The quarterly International Business Report (IBR) reveals that in the face of declining economic prospects all across the Eurozone and the associated Continental loss of confidence, the confidence of UK businesses is weathering the storm.
This all comes following reports last week that the German economy was facing hardships, as well as the possibility of the recurrence of recession (despite the economic rejuvention of Greece, Ireland and Spain).
The IBR report has found that the decreasing levels of growth seen in the larger European economies like Germany and France has resulted in a fall in confidence from 35% to 5% across the EU. In France alone, confidence dropped 28 points.
Scott Barnes, CEO of Grant Thornton UK LLP, said:
“As one of the linchpins of the eurozone economy, the drop in business confidence in Germany is clearly a concern across the trading bloc – particularly when it’s coupled with shrinking order books and a weak outlook on jobs in the country.”
However, optimism in Greece and Ireland has increased and businesses in both countries are anticipating higher profits and greater rates of employment.
In the face of these mixed signals from Europe, the confidence in UK business actually rose to 82%, nearing its highest ever levels.
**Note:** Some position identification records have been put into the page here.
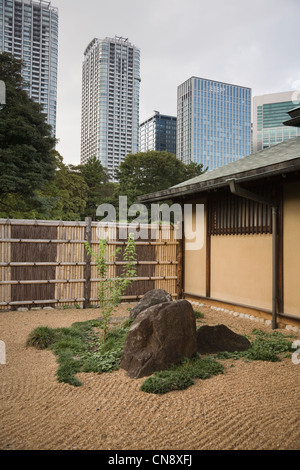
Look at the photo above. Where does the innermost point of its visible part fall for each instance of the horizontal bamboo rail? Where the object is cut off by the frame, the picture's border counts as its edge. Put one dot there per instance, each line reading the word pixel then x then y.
pixel 111 263
pixel 60 281
pixel 46 241
pixel 46 262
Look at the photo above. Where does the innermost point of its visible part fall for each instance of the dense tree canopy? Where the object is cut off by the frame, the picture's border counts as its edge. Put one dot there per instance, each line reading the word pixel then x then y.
pixel 151 171
pixel 26 160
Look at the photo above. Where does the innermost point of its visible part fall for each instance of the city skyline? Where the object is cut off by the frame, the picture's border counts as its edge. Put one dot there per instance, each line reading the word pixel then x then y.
pixel 158 132
pixel 29 31
pixel 110 101
pixel 246 49
pixel 213 122
pixel 270 111
pixel 177 42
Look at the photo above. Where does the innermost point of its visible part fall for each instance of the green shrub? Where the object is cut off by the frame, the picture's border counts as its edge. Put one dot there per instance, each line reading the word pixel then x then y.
pixel 41 337
pixel 180 377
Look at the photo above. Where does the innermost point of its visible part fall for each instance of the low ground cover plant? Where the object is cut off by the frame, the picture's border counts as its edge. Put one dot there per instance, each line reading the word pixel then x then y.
pixel 80 349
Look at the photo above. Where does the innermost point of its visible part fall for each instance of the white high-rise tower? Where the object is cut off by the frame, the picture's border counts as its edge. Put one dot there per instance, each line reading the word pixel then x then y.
pixel 29 31
pixel 110 101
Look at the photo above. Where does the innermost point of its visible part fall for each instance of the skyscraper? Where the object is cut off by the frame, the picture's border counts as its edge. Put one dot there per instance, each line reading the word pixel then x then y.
pixel 269 113
pixel 158 133
pixel 213 122
pixel 110 101
pixel 29 31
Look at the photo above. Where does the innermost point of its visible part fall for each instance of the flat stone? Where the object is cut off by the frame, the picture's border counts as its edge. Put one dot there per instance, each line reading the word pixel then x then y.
pixel 152 297
pixel 219 338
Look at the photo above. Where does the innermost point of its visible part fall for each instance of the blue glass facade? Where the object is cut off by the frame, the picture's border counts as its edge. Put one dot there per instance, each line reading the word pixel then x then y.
pixel 213 122
pixel 29 31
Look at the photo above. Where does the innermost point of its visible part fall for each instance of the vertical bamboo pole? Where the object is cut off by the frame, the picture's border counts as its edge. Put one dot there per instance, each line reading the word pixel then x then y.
pixel 87 259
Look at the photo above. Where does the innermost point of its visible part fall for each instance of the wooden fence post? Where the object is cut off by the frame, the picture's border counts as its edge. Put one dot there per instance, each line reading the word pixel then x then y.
pixel 87 260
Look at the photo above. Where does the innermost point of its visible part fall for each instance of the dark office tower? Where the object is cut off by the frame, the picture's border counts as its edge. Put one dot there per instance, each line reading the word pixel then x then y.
pixel 110 101
pixel 158 133
pixel 29 31
pixel 269 113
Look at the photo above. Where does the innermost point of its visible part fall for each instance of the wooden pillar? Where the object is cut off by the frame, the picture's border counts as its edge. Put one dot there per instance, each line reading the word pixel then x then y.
pixel 208 249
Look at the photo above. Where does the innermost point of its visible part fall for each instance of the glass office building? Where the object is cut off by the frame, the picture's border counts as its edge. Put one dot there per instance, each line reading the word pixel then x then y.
pixel 29 31
pixel 213 122
pixel 110 101
pixel 158 133
pixel 269 113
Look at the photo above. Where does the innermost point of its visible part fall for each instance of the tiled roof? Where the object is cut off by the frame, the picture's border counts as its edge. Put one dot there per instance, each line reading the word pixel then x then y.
pixel 276 158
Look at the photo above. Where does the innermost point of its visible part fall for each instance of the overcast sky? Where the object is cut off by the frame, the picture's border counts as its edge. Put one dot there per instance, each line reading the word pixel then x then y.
pixel 252 43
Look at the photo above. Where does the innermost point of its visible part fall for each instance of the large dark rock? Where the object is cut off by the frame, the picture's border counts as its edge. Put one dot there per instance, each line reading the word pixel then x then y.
pixel 219 338
pixel 160 336
pixel 152 297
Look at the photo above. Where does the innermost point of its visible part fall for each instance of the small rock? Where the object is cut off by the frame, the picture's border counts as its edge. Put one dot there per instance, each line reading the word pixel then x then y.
pixel 213 339
pixel 152 297
pixel 160 336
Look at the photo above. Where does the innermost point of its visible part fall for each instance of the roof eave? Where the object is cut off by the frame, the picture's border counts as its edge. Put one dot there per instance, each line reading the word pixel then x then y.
pixel 204 186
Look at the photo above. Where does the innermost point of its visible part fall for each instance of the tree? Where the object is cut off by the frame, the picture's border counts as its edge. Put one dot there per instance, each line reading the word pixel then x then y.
pixel 26 160
pixel 66 195
pixel 152 171
pixel 99 189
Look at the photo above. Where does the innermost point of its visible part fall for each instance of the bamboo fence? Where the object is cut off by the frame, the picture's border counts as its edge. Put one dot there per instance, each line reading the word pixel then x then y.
pixel 45 263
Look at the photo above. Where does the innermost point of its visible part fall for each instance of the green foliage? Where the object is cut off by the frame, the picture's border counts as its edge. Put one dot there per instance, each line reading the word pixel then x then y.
pixel 110 290
pixel 80 349
pixel 198 314
pixel 99 189
pixel 41 337
pixel 26 161
pixel 152 171
pixel 179 377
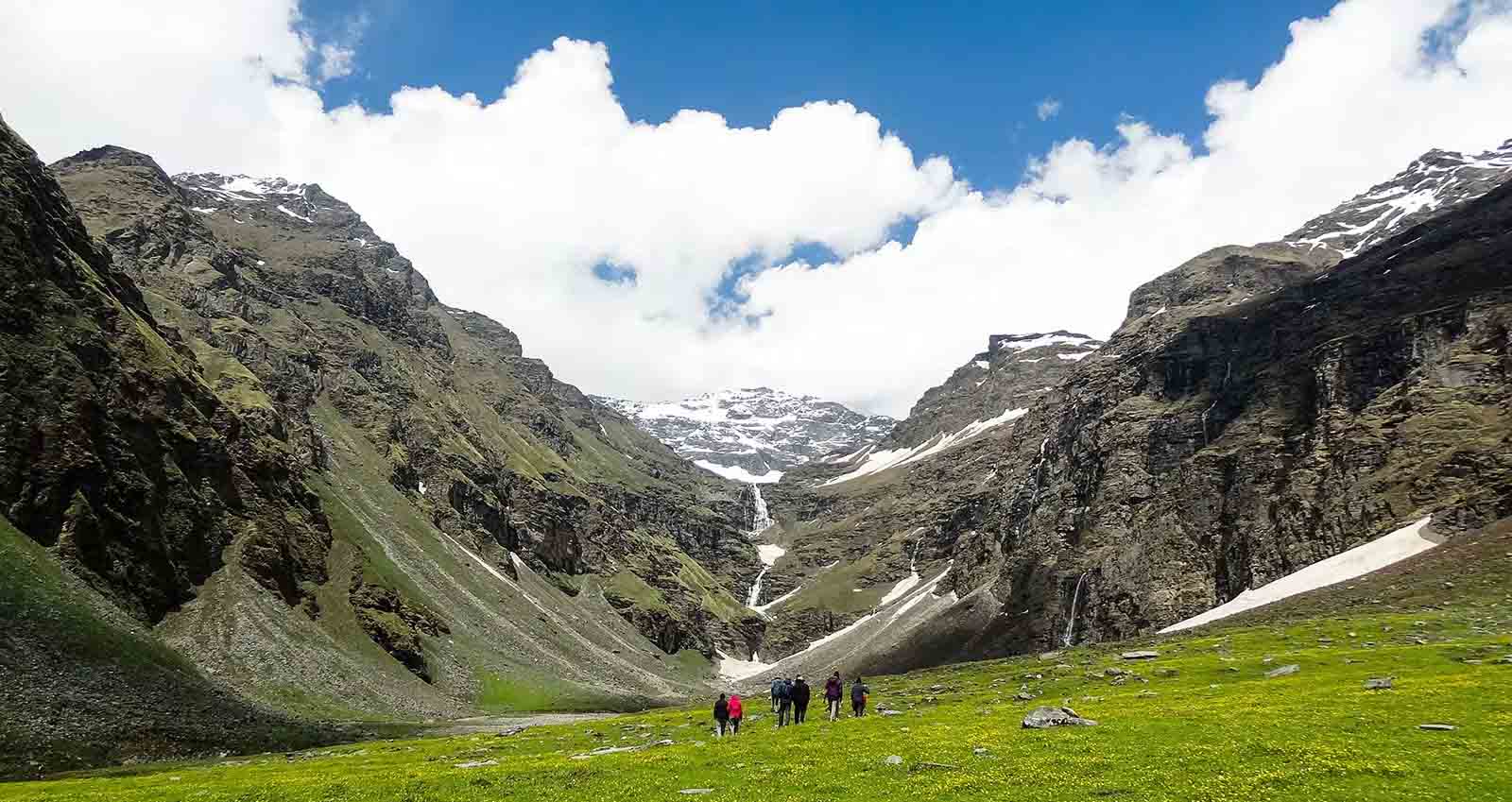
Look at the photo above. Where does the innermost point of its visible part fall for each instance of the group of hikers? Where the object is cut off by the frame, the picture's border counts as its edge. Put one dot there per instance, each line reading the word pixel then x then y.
pixel 790 701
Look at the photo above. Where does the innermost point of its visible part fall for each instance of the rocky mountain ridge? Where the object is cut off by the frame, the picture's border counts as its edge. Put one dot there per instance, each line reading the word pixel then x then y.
pixel 755 434
pixel 318 486
pixel 1260 410
pixel 1433 183
pixel 1164 473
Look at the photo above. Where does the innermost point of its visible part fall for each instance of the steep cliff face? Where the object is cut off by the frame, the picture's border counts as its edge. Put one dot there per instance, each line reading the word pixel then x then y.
pixel 1260 410
pixel 129 482
pixel 1013 373
pixel 1227 443
pixel 247 421
pixel 859 529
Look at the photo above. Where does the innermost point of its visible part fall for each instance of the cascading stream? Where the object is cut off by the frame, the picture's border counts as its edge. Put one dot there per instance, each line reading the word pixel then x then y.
pixel 1071 624
pixel 761 521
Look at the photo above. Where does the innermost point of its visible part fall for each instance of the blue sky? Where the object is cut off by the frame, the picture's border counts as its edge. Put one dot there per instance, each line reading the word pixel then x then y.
pixel 953 78
pixel 646 262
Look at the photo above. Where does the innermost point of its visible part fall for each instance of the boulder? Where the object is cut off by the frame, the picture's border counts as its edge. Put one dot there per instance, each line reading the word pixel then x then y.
pixel 1043 718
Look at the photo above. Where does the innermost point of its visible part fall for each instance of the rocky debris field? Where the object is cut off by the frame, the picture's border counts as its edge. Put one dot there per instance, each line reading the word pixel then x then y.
pixel 1194 716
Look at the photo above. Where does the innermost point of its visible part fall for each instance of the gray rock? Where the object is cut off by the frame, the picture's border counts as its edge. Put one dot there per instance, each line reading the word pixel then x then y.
pixel 1043 718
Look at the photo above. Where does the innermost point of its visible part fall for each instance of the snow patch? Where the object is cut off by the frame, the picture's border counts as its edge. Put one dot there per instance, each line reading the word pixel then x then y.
pixel 738 473
pixel 732 668
pixel 1357 562
pixel 894 458
pixel 292 213
pixel 1047 340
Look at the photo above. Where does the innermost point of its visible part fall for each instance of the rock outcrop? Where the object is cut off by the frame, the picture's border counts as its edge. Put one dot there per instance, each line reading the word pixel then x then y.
pixel 244 418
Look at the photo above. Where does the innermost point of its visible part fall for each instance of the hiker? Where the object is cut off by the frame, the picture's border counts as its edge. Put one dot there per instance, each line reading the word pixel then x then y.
pixel 833 689
pixel 722 713
pixel 783 701
pixel 800 700
pixel 859 698
pixel 737 713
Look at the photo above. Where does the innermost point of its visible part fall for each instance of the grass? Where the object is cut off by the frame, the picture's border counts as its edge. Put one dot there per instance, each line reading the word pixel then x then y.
pixel 536 695
pixel 1201 723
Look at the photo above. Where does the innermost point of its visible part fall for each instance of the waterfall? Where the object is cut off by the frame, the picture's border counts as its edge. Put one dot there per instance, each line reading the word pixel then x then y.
pixel 1075 597
pixel 761 519
pixel 768 553
pixel 755 595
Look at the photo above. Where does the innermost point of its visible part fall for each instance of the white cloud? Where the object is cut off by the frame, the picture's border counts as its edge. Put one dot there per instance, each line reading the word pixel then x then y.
pixel 336 60
pixel 508 203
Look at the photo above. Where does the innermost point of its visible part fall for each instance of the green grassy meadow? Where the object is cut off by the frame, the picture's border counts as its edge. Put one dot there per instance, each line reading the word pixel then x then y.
pixel 1201 723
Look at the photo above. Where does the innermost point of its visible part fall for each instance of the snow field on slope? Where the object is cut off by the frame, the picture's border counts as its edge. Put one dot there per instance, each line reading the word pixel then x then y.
pixel 904 600
pixel 892 458
pixel 738 473
pixel 1357 562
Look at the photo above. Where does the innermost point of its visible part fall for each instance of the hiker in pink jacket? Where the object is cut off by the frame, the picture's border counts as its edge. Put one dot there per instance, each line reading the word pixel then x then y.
pixel 737 713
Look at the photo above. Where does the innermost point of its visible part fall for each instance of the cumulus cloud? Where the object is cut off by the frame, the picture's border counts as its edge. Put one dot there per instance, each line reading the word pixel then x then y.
pixel 605 241
pixel 336 60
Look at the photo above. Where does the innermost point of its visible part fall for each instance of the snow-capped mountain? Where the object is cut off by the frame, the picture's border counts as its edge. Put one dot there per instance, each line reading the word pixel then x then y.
pixel 753 434
pixel 988 393
pixel 1429 186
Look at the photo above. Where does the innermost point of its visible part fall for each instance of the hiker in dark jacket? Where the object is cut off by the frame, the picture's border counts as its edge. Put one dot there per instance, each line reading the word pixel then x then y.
pixel 800 700
pixel 783 701
pixel 833 691
pixel 722 713
pixel 859 698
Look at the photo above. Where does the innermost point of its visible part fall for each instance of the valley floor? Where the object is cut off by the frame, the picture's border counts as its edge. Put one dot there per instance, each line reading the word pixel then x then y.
pixel 1199 723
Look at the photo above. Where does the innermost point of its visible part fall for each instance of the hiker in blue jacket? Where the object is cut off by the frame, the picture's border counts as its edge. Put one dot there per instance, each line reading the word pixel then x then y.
pixel 859 698
pixel 783 701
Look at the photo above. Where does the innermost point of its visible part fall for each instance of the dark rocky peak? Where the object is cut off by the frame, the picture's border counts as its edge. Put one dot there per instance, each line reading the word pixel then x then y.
pixel 499 340
pixel 1000 383
pixel 1225 277
pixel 118 158
pixel 1429 186
pixel 277 199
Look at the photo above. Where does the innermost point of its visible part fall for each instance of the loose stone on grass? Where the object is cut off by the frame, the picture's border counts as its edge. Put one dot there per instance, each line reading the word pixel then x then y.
pixel 1043 718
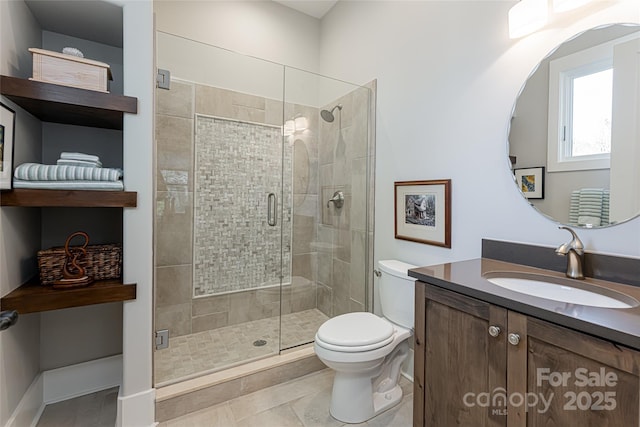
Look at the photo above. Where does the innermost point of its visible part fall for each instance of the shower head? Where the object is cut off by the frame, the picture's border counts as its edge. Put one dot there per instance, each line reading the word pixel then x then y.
pixel 328 116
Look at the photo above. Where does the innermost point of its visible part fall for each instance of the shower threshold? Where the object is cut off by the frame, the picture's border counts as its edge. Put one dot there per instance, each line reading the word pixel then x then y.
pixel 194 355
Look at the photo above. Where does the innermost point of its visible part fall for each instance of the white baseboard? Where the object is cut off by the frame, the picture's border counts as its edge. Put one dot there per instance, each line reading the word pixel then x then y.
pixel 137 409
pixel 83 378
pixel 65 383
pixel 28 411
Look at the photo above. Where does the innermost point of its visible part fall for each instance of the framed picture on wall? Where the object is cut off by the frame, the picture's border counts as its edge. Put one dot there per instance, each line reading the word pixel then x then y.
pixel 423 211
pixel 7 124
pixel 531 182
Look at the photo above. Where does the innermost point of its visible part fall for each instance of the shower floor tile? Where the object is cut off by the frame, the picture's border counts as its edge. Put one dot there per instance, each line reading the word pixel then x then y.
pixel 208 351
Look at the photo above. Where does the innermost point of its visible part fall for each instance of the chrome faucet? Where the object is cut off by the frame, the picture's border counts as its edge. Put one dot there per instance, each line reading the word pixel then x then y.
pixel 574 251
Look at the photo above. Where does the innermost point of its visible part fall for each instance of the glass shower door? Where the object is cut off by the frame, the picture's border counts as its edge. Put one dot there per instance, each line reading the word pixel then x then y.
pixel 328 134
pixel 221 214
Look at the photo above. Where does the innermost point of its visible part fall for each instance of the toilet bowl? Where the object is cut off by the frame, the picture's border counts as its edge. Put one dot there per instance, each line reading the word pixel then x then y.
pixel 366 351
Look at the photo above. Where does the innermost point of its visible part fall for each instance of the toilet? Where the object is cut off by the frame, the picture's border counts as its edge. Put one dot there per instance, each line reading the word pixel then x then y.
pixel 367 351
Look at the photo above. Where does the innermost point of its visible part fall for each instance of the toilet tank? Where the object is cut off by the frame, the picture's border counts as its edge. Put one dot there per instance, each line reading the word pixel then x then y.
pixel 397 292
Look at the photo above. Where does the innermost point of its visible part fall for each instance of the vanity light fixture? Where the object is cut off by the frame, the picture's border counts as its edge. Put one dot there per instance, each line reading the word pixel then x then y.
pixel 289 128
pixel 565 5
pixel 526 17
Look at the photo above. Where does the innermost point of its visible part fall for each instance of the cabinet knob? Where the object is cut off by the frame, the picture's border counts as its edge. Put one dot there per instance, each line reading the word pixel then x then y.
pixel 514 339
pixel 494 331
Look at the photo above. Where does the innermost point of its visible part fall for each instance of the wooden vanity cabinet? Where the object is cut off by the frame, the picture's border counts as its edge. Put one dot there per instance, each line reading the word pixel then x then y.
pixel 531 373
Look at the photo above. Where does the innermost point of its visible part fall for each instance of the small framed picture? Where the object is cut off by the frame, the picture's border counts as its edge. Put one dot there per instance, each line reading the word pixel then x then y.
pixel 423 211
pixel 7 124
pixel 531 182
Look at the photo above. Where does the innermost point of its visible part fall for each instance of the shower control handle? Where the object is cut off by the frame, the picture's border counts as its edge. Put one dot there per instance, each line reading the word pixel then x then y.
pixel 337 199
pixel 272 210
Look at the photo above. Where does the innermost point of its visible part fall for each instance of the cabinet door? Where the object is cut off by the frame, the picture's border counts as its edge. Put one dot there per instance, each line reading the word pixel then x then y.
pixel 460 367
pixel 584 381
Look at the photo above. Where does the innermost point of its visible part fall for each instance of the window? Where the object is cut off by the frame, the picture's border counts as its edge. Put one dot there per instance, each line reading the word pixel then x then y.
pixel 580 106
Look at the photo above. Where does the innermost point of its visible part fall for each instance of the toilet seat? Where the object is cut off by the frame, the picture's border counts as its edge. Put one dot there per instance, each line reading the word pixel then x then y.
pixel 355 332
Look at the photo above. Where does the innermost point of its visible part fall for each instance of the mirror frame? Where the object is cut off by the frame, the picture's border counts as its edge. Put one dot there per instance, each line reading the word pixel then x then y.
pixel 510 160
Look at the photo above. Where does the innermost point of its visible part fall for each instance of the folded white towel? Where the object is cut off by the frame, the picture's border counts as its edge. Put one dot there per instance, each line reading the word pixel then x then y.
pixel 83 163
pixel 79 156
pixel 38 172
pixel 70 185
pixel 589 221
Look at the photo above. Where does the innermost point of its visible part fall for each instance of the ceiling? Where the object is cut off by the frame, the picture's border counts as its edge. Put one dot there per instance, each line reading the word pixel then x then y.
pixel 101 21
pixel 97 21
pixel 315 8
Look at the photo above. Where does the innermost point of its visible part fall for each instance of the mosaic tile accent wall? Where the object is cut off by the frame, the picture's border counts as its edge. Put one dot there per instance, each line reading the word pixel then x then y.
pixel 237 164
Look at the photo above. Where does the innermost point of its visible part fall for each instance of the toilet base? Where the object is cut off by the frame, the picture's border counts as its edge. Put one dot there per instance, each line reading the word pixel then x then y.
pixel 358 398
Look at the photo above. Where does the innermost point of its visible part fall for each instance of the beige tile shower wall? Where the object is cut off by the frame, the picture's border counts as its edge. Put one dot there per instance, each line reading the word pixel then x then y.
pixel 176 309
pixel 345 157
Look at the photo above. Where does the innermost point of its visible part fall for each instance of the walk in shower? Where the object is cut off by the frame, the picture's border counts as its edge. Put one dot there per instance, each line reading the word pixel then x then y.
pixel 263 217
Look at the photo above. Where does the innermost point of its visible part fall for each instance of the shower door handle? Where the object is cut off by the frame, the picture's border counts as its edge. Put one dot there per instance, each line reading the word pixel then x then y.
pixel 272 210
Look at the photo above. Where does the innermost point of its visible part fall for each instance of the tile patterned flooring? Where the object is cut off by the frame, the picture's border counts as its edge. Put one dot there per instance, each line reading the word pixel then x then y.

In global terms, the UK ranks near the top of business optimism, second only to India at 95%.
This confidence did not extend to export expectations, though, despite recent export initiatives, indicating that demand is mostly domestic and that uncertainty about markets abroad is still high.
Of their primary concerns, 14% of UK businesses claimed to be worried about access to finances.
“The UK’s economy is still heavily dependent on trade with eurozone countries, so despite a stronger domestic outlook, contraction across the trading block could adversely impact the UK’s prospects.
Avoiding this dependence on the eurozone requires more support, such as building on the efforts of UKTI to help our mid-sized business community open new trade opportunities further afield, particularly in faster growing developing economies where ‘brand Britain’ carries a premium.
“Moreover, for the UK to really capitalise on current momentum and cultivate a business environment that’s fit for the long-term, a lot more work will need to be done – particularly by the Government.”